In Dynamo I first apply List.Transpose to convert the row-based list from Step 3B into a column-based list. Then two List.GetItemAtIndex nodes pull out the required columns: index 2 for Gross Floor Area and index 3 for Gross Surface Area. Finally, a Code Block computes ‘surfaceArea / floorArea’, producing the Surface to Floor Area Ratio for each case.
Therefore, I exported results to excel and got Top Height, Top Rotation, Gross Floor Area, Gross Surface Area, Gross Volume and Construction Cost (metric 1) and Surface to Floor Area Ratio (metric 2) as below table (results rounded to two decimal places):
- Your answers to the Points to Ponder questions for each stage of the assignment that you completed.
Do the new evaluation metrics that you’ve designed capture the meaningful differences between the building form alternatives?
Yes. Construction Cost directly reveals how variations in Top Height and Top Rotation affect overall expenditure, making it clear when minor geometric changes trigger major cost increases. Surface-to-Floor Area Ratio quantifies envelope efficiency, so towers of equal height but different massing exhibit distinct values.

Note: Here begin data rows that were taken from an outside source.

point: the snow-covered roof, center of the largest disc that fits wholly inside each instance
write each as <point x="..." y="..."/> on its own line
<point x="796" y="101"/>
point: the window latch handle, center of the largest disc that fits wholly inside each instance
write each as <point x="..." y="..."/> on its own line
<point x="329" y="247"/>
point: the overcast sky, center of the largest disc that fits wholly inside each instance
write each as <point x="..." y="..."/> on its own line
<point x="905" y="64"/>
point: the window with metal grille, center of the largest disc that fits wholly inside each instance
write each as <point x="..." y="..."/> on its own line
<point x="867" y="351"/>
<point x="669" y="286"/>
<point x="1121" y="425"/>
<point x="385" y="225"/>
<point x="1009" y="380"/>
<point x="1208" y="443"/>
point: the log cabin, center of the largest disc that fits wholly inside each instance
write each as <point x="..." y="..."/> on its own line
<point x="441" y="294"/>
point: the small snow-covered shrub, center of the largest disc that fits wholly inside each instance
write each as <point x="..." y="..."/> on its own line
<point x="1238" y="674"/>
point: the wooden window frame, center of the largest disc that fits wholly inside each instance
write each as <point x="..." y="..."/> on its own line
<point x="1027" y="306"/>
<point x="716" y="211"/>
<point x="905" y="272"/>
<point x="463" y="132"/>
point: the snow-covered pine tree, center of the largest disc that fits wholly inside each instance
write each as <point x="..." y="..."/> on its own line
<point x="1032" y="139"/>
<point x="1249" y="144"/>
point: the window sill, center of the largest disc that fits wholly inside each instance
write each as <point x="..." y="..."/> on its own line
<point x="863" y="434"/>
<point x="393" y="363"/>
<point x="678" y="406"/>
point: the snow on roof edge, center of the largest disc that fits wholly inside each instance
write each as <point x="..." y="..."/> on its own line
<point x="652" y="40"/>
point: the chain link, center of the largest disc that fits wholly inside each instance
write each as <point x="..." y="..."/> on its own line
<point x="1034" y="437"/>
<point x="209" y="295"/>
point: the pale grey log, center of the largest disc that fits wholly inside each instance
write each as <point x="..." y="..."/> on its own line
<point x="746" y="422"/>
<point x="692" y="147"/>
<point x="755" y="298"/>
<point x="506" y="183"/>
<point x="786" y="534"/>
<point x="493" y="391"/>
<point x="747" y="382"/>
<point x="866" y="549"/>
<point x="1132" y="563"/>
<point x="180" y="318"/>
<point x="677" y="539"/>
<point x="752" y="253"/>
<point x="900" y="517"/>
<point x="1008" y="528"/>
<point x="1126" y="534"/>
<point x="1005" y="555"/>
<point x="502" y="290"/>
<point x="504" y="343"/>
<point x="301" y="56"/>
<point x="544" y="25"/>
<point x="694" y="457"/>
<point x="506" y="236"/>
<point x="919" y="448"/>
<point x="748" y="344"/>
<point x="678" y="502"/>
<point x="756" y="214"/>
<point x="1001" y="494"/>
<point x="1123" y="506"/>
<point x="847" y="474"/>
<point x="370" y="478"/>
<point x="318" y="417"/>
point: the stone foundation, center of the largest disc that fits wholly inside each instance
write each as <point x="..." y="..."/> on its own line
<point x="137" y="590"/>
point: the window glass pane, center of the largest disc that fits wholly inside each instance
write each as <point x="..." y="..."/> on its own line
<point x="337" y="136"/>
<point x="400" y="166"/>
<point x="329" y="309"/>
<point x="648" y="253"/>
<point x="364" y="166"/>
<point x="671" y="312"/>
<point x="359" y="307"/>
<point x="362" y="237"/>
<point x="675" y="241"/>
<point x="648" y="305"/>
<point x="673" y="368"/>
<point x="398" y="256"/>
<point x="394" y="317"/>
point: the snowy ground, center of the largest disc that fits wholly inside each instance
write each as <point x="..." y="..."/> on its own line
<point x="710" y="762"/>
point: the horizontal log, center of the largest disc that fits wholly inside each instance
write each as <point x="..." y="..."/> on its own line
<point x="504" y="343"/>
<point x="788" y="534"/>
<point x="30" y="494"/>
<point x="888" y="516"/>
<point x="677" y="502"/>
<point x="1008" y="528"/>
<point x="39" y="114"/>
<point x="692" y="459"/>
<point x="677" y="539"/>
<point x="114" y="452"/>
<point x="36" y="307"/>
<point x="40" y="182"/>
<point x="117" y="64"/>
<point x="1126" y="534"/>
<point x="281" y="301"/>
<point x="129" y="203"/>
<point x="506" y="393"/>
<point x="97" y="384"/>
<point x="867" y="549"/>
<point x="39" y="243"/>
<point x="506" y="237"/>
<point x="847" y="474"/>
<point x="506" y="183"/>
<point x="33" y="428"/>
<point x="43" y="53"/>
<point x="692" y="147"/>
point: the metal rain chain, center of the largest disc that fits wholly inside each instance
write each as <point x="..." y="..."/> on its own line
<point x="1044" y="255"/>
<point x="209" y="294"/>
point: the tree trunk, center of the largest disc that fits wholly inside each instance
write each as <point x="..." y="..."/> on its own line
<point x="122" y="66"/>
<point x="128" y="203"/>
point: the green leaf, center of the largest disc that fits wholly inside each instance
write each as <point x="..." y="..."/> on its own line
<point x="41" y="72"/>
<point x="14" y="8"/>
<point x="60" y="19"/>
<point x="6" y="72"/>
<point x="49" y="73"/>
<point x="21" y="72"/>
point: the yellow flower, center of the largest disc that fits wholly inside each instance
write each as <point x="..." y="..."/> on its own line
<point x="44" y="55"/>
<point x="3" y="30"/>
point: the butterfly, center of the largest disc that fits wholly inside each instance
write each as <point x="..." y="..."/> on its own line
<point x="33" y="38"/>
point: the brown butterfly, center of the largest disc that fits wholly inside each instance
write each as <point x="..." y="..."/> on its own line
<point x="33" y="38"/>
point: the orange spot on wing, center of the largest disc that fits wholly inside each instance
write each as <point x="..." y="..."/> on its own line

Together, Construction Cost and Surface-to-Floor Area Ratio identify cost-inefficient or façade-heavy designs far better than looking at Floor Area or Volume alone.
What other metrics would be useful to compute to help understand and make the case for which alternatives are truly better than others? I think we could also include a Directionality metric to evaluate façade orientation toward key viewpoints or landmarks. A simplified model could estimate Operational Carbon Avoided and Pollution Potential, quantifying each massing’s long-term carbon-reduction and emissions benefits. Using existing geometry, we can construct Surface-to-Volume Ratio and FloorArea-to-Volume Ratio to assess compactness. Finally, calculating Solar Insolation Potential would let us compare annual sunlight exposure across the schemes. Other helpful metrics include sun hour, daylight potential, wind, microclimate, noise, solar energy, and embodied carbon—all of which can be computed directly in Autodesk Forma to strengthen the case for which alternatives are truly superior.